A testing framework for evaluating logo detection accuracy using DETR (DEtection TRansformer) and CLIP (Contrastive Language-Image Pre-training) models.

Recommended Settings

Based on extensive testing with the LogoDet-3K dataset, these are the optimal settings:

Parameter	Recommended Value	Notes
Matching Method	`multi-ref`	Best balance of precision and recall
Similarity Aggregation	`max` (default)	Max outperforms mean aggregation
Embedding Model	`openai/clip-vit-large-patch14`	Significantly outperforms DINOv2
CLIP Threshold	`0.70`	Good precision/recall balance
DETR Threshold	`0.50`	Default detection confidence
Margin	`0.05`	Reduces false positives
Refs per Logo	`7-10`	More references = better accuracy
Preprocessing	`default`	Best precision; letterbox/stretch hurt precision

Example command with recommended settings:

uv run python test_logo_detection.py \
    --matching-method multi-ref \
    --refs-per-logo 10 \
    --threshold 0.70 \
    --margin 0.05 \
    --use-max-similarity

Performance Benchmarks

With recommended settings (multi-ref max, threshold 0.70, margin 0.05):

Refs/Logo	Precision	Recall	F1 Score
1	45.8%	65.9%	54.0%
3	40.5%	72.4%	51.9%
5	47.2%	72.6%	57.2%
7	51.0%	79.9%	62.3%
10	50.2%	81.6%	62.1%

Key findings:

More reference images per logo consistently improves recall
7+ refs provides the best precision/recall balance
Diminishing returns beyond 10 refs

Matching Method Comparison

Method	Precision	Recall	F1	Use Case
`simple`	1.3%	203%*	2.5%	Not recommended (too many FPs)
`margin`	69.8%	16.3%	26.4%	High precision, low recall
`multi-ref` (mean)	51.8%	63.1%	56.9%	Balanced
`multi-ref` (max)	51.8%	75.3%	61.4%	Best overall

*Simple method returns all matches above threshold, causing many duplicates.
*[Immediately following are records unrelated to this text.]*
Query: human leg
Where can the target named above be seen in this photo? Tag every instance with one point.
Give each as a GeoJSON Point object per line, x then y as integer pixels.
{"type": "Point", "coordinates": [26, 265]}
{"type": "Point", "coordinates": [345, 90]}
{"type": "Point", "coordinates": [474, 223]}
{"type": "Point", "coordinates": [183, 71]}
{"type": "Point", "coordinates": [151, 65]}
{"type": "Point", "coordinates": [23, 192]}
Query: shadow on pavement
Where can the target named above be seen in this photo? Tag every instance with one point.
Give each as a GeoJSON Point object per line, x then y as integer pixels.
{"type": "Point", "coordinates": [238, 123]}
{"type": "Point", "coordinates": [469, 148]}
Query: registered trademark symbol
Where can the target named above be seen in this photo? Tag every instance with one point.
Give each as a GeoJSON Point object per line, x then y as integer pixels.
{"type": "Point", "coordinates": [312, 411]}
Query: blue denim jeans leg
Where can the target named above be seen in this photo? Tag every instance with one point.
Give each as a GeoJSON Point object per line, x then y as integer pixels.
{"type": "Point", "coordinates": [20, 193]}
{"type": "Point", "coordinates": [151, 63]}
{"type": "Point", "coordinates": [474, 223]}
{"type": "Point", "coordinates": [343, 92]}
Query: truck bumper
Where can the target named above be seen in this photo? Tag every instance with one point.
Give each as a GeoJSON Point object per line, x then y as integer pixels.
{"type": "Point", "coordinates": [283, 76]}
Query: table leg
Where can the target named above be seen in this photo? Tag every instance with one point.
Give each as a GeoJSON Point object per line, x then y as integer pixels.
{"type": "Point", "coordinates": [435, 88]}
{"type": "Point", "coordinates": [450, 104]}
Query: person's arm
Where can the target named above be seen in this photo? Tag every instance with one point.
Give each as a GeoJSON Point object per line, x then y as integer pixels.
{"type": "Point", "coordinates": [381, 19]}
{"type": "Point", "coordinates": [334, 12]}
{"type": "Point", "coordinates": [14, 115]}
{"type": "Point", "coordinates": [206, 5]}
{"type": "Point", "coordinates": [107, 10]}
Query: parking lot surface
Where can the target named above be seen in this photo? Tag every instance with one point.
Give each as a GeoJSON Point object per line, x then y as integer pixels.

Embedding Model Comparison

Model	Precision	Recall	F1	Recommendation
`openai/clip-vit-large-patch14`	49.1%	77.0%	59.9%	Recommended
`facebook/dinov2-small`	22.4%	42.8%	29.5%	Not recommended
`facebook/dinov2-large`	32.2%	28.5%	30.2%	Not recommended

CLIP significantly outperforms DINOv2 for logo matching tasks.

Preprocessing Mode Comparison

Mode	Precision	Recall	F1	Notes
`default`	50.2%	81.6%	62.1%	Recommended - best precision
`letterbox`	42.4%	119%*	62.6%	Higher recall but worse precision
`stretch`	34.5%	113%*	52.9%	Not recommended

*Recall >100% indicates multiple detections per expected logo.

Recommendation: Use default preprocessing. While letterbox shows marginally higher F1, it has significantly worse precision (more false positives).

Overview

This project provides tools to:

Detect logos in images using a fine-tuned DETR model
Match detected logos against reference images using CLIP embeddings
Evaluate detection accuracy with precision, recall, and F1 metrics

Architecture

The system uses a two-stage pipeline:

DETR - Identifies potential logo regions (bounding boxes) in images
CLIP - Extracts feature embeddings for each detected region and compares against reference logos

Installation

Requires Python 3.12+. Uses uv for package management.

# Install dependencies
uv sync

# Or using pip
pip install -r requirements.txt

Usage

Prepare Test Data

The test framework requires the LogoDet-3K dataset. Download it and place it in the project directory:

logo_test/
├── LogoDet-3K/           # Dataset directory (required)
│   ├── Clothes/          # Category directories
│   │   ├── Adidas/       # Brand directories with images + XML annotations
│   │   ├── Nike/
│   │   └── ...
│   ├── Electronic/
│   ├── Food/
│   └── ...

The dataset should contain images with corresponding Pascal VOC format XML annotation files that define logo bounding boxes.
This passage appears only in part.